There have been several recent developments relating to remote sensing of fire effects, such as hyperspectral analysis [
14,
26], linear spectral unmixing [
27], and the use of other satellite platforms [
28]. While there is promise in these new remote sensing methods that may lead to a more ecologically-linked metric for remotely sensing burn severity in the long run, these other approaches have not been shown to perform better than Landsat-based dNBR or RdNBR when validated with CBI field data (e.g., [
14,
28]). For the time being, therefore, Landsat-based severity metrics such as RBR, dNBR, and RdNBR remain relatively robust compared to these emerging approaches.

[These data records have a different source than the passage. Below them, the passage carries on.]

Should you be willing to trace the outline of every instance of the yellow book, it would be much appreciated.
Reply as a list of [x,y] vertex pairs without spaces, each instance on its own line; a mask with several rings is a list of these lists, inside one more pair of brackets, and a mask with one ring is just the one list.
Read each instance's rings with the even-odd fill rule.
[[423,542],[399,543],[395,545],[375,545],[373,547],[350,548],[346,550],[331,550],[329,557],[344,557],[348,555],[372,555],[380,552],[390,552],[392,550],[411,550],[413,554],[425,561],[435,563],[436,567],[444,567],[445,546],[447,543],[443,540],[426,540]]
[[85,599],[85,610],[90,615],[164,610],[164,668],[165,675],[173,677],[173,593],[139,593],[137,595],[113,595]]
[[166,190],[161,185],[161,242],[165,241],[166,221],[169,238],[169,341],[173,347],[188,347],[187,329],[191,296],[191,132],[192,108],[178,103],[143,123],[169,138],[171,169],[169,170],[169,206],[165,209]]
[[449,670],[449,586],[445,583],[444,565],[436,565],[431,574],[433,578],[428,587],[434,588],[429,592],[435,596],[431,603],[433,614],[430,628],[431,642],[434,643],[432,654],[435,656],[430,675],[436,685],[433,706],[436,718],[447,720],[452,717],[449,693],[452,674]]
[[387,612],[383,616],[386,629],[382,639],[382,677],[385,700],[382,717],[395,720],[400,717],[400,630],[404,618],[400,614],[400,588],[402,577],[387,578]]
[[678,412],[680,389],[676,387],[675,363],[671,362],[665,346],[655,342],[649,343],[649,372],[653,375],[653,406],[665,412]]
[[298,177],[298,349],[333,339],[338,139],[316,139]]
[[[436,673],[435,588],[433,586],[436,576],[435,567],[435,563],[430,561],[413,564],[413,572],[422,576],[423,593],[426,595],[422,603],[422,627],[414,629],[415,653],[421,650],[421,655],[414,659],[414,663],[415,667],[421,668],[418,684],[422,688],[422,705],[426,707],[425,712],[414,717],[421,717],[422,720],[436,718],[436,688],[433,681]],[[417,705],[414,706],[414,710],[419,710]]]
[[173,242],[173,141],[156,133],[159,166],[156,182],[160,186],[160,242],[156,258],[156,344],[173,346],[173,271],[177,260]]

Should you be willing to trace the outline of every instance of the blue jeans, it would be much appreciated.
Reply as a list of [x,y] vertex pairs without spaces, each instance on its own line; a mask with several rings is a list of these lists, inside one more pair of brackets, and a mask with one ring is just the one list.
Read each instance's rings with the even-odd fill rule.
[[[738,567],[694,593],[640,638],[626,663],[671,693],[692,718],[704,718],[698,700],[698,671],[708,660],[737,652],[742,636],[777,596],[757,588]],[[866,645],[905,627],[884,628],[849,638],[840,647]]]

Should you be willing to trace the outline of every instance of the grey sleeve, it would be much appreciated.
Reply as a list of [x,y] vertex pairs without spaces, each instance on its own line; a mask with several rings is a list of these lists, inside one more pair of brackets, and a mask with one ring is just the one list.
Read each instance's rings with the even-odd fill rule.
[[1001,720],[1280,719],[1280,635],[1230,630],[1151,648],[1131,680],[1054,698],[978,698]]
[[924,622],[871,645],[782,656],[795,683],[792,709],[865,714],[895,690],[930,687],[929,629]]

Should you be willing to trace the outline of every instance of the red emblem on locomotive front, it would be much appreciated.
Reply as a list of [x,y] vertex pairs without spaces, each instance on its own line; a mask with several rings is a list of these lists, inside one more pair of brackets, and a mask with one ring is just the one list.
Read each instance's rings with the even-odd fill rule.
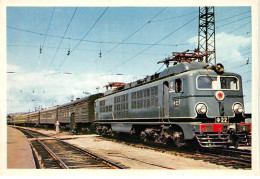
[[217,91],[216,93],[215,93],[215,96],[216,96],[216,98],[217,98],[217,100],[223,100],[224,99],[224,97],[225,97],[225,94],[222,92],[222,91]]

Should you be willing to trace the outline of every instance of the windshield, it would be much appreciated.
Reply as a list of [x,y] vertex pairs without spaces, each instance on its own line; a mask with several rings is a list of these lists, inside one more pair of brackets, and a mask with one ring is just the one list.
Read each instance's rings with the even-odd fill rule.
[[238,79],[236,77],[199,76],[197,78],[198,89],[212,90],[238,90]]

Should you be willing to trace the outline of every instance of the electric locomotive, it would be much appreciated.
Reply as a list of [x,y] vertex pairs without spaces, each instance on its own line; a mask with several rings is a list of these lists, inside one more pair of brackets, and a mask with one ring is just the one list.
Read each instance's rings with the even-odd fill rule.
[[159,62],[167,65],[161,73],[107,85],[111,89],[95,103],[97,132],[129,133],[178,147],[194,140],[202,147],[251,145],[241,76],[221,64],[200,62],[205,55],[174,54]]

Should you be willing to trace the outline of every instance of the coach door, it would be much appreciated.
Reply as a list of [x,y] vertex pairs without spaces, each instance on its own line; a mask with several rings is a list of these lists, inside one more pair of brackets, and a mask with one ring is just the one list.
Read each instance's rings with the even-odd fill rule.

It has also been noted that differences in geography, ecosystem type, and pre-fire soils can influence satellite-inferred burn severity metrics [
29–
31]. As such, some have suggested that a suite of methods will ultimately be needed to adequately quantify burn severity, with different approaches optimized for different settings [
27]. Indeed, our data indicate that all remotely-sensed burn severity metrics evaluated in this study had higher correspondence to field data in the southwestern US compared to the other geographic regions we analyzed. This said, even when we lumped all our data, the correspondence of RBR and field data was strikingly high (r
2 = 0.705 for all plots), indicating that RBR is a useful metric across the range of geography and ecosystem types covered in our study. Because we limited our study to forested areas in the western US, it is unclear if RBR is a valid burn severity metric in other geographic regions (e.g., southeastern US, Canada, and Alaska).